Beyond the Scoreboard
We’ve all been there, watching our team dominate a game—more shots, more possession, more everything—only to lose 1-0 on a fluke counterattack. In those moments, the scoreboard feels like a liar. The most common reaction is to blame the coach for not
getting the result. But what if the coach's game plan was perfect, and the team was just unlucky? For decades, judging a coach was a notoriously tricky business, often boiling down to the crude metric of wins and losses. That record, however, is a noisy signal. It gets skewed by individual player errors, moments of individual brilliance, questionable refereeing, and pure, dumb luck. A better question isn't "Did they win?" but "Did the coach's system put the team in the best position to win?" To answer that, we need to look deeper.
Introducing Expected Goals (xG)
Enter Expected Goals, or xG. This isn't just another obscure number for stat-heads; it's a powerful lens for understanding what’s really happening on the field. In soccer, where it has become a staple of analysis, xG assigns a value to every single shot, representing the probability of it becoming a goal. This probability, on a scale from 0.0 to 1.0, is calculated by analyzing hundreds of thousands of historical shots. It considers factors like the shot's distance from the goal, the angle, the body part used (foot or head), and the type of play leading to it. A tap-in from the six-yard box might have an xG of 0.7 (a 70% chance of scoring), while a speculative 30-yard strike might be a 0.02 (a 2% chance). By adding up the xG value of every shot a team takes in a game, you get a total that represents the number of goals they should have scored based on the quality of the chances they created.
The Process vs. The Payoff
This is where xG reveals the true impact of a coach. A coach’s primary job is to create a tactical system that consistently generates high-quality scoring opportunities while simultaneously preventing the opponent from doing the same. In other words, a good coach builds a machine that churns out high xG for their team and allows low xG against. Whether the players actually convert those chances (the payoff) is often down to individual finishing skill or sheer luck. When you see a team with a high xG total but a low number of actual goals, it suggests the coach's process is working. They are tactically outmaneuvering opponents and creating great chances, but the players are failing to finish them. Over a long season, you can spot coaches whose teams consistently underperform their xG and might be better than their record suggests—they're just snake-bitten. Conversely, a team that constantly scores more than its xG suggests might have elite finishers, or they might be riding a lucky streak that is bound to end. This helps separate a genuinely good tactical system from a team that's just getting fortunate bounces.
A Tool, Not an Oracle
Of course, xG isn't a magic bullet. It has its limitations.

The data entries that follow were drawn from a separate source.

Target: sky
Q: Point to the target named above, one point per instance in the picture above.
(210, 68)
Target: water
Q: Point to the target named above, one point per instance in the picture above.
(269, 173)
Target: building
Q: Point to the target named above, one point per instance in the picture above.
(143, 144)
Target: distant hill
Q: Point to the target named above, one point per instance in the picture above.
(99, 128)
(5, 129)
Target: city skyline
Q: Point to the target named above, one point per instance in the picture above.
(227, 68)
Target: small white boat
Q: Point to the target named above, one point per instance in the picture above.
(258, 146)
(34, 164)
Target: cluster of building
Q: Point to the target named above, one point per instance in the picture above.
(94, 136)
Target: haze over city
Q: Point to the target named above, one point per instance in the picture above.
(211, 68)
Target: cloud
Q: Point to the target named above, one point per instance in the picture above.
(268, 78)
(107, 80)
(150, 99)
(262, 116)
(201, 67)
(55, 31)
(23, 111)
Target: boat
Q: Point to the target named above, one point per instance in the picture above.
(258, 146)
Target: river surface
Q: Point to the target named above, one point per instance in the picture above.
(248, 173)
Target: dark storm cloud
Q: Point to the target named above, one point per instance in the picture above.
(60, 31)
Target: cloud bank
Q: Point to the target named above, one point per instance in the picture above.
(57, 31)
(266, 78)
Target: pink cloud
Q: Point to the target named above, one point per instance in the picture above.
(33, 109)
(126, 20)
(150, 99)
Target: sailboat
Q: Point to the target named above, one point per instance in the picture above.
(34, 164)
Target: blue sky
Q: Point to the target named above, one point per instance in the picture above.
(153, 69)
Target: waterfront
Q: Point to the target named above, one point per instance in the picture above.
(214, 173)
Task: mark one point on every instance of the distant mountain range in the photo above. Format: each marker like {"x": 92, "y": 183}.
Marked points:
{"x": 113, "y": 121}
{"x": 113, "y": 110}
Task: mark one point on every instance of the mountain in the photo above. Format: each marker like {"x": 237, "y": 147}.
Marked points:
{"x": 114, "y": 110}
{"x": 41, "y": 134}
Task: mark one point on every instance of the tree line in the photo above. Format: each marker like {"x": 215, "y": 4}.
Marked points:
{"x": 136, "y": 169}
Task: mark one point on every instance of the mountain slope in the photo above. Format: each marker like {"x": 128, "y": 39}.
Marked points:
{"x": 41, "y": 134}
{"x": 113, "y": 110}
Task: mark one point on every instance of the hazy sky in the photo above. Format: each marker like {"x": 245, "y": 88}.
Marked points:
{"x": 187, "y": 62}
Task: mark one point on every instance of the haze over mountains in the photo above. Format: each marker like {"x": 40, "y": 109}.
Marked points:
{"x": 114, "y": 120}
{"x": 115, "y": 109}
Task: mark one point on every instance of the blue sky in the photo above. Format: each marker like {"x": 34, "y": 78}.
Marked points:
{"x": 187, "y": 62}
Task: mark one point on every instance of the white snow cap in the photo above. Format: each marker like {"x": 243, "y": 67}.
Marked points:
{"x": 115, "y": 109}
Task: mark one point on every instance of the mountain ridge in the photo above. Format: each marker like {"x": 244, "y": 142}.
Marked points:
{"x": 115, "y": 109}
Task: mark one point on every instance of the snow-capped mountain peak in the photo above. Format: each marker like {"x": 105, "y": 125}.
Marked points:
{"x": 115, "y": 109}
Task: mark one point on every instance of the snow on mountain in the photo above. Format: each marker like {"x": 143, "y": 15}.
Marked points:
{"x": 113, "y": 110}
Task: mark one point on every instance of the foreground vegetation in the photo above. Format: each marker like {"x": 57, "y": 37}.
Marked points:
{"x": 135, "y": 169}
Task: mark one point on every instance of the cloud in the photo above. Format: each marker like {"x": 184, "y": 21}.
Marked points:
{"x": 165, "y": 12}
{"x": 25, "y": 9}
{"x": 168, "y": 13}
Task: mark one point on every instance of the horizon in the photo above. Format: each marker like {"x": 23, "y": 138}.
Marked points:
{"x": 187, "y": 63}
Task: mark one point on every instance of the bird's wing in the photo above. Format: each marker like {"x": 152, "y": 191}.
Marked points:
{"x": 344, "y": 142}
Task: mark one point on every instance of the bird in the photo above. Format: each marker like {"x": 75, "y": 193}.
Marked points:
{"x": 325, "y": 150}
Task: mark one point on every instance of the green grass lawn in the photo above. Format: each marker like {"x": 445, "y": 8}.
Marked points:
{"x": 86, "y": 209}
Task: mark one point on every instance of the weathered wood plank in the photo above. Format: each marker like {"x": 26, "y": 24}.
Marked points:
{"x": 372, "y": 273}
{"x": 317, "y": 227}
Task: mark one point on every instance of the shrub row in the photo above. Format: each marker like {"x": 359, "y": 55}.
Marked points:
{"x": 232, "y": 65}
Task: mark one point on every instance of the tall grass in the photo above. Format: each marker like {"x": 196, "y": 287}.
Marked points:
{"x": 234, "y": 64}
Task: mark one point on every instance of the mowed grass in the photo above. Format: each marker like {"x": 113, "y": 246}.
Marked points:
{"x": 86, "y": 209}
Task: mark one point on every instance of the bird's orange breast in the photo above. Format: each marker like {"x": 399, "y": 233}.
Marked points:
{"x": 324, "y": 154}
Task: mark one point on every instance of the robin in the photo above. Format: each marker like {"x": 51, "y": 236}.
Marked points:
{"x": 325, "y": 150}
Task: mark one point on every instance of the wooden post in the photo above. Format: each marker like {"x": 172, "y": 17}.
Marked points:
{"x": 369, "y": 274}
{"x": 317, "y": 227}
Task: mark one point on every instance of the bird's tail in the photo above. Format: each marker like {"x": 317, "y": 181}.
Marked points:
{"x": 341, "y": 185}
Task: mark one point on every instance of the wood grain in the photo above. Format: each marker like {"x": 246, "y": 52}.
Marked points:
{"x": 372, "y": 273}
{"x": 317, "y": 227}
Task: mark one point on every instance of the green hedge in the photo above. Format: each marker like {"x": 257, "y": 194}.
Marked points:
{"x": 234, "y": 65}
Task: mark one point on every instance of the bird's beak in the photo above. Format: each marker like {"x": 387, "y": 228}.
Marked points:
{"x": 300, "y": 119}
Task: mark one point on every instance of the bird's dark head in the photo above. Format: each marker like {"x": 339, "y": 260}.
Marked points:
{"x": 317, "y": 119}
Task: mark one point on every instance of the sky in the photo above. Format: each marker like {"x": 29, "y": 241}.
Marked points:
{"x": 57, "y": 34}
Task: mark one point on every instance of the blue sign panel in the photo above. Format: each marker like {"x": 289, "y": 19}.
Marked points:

Most models don't account for the specific player taking the shot—a chance has the same xG whether it falls to a clinical striker or a clumsy defender. It also doesn't capture the context of a game. A team sitting on a two-goal lead might concede low-quality chances willingly, skewing the numbers. And a brilliant dribble that beats three players but doesn't end in a shot records an xG of zero. For this reason, xG is most useful over a larger sample size, like half a season or more, where the noise of individual games and lucky bounces tends to even out. It's not meant to be the final word on any single game, but rather a guide to underlying trends. It complements watching the game; it doesn't replace it.